Na sexta-feira, Jair Bolsonaro acordou com a Polícia Federal na porta de casa. Ainda não era a hora da tranca. Os agentes tinham ordens para fazer buscas e liberá-lo após a instalação de uma tornozeleira eletrônica. O ex-presidente se viu em uma situação inesperada que, em questão de dias, transformaria em uma estratégia de comunicação e mobilização política.
A instalação da tornozeleira eletrônica
Cumprido o mandado judicial, o capitão passou a conceder uma série de entrevistas. Em todas elas, recusou pedidos para mostrar o aparelho recém-acoplado. “É humilhante, degradante. Eu tenho vergonha de falar que estou com uma tornozeleira”, justificou. O ex-presidente utilizou essas declarações iniciais para criar uma narrativa de vitimização, posicionando-se como alvo de uma suposta injustiça.
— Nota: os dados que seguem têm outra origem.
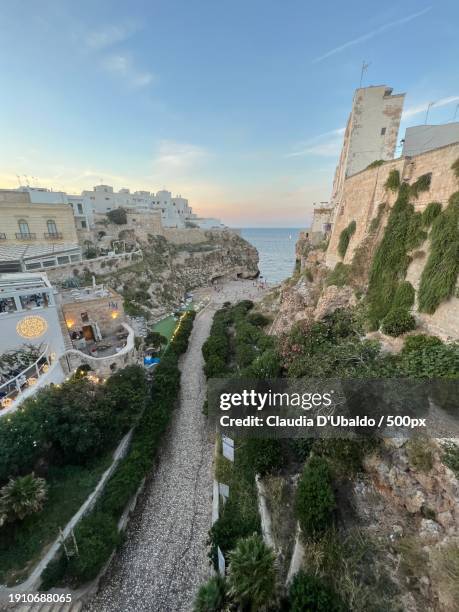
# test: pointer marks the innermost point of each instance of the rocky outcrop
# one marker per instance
(332, 298)
(168, 270)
O espetáculo da humilhação
Três dias depois, o mesmo Bolsonaro se postou no alto de uma escadaria diante de fotógrafos e cinegrafistas. Num gesto teatral, puxou a barra da calça e ergueu a perna esquerda para exibir a geringonça. “Isso aqui é o símbolo da máxima humilhação de uma pessoa inocente”, bradou. De dedo em riste, o ex-presidente saía da defensiva e voltava ao palco no papel de vítima.
A transformação da tornozeleira de um símbolo de vergonha em um estandarte de luta se concretizou rapidamente. Bolsonaro é um profissional em pautar o debate público e transformar qualquer situação em notícia. Ao mostrar a tornozeleira, ele produziu um novo espetáculo para inflamar os seguidores contra o tribunal que vai julgá-lo por tentativa de golpe. “Nós vamos enfrentar tudo e a todos. O que vale para mim é a lei de Deus”, desafiou. Em menos de 72 horas, o aparelho que antes o envergonhava virou uma bandeira de luta e um ativo eleitoral.
Coerência e vitimização
No mundo do capitão, coerência é para os fracos. Bolsonaro, que passou décadas louvando a ditadura e atacando o jornalismo profissional, agora se apresentava como vítima de censura por estar impedido de usar as redes sociais. Essa alegação provocou um estrondo nas redes, onde aliados mais criativos chegaram a alegar violação aos direitos humanos, como se ele estivesse sendo tratado com os métodos que sempre exaltou durante seu governo.
A liberdade de expressão em xeque
Se o veto ao uso das próprias redes é justificável, seria um exagero proibir o ex-presidente de dar entrevistas. Neste ponto, a decisão do ministro Alexandre de Moraes é confusa e precisa ser explicada pelo Supremo Tribunal Federal (STF). O tribunal já errou ao impedir Lula de falar em 2018, em um ataque à liberdade de imprensa, e não deveria repetir o erro contra seu maior antagonista.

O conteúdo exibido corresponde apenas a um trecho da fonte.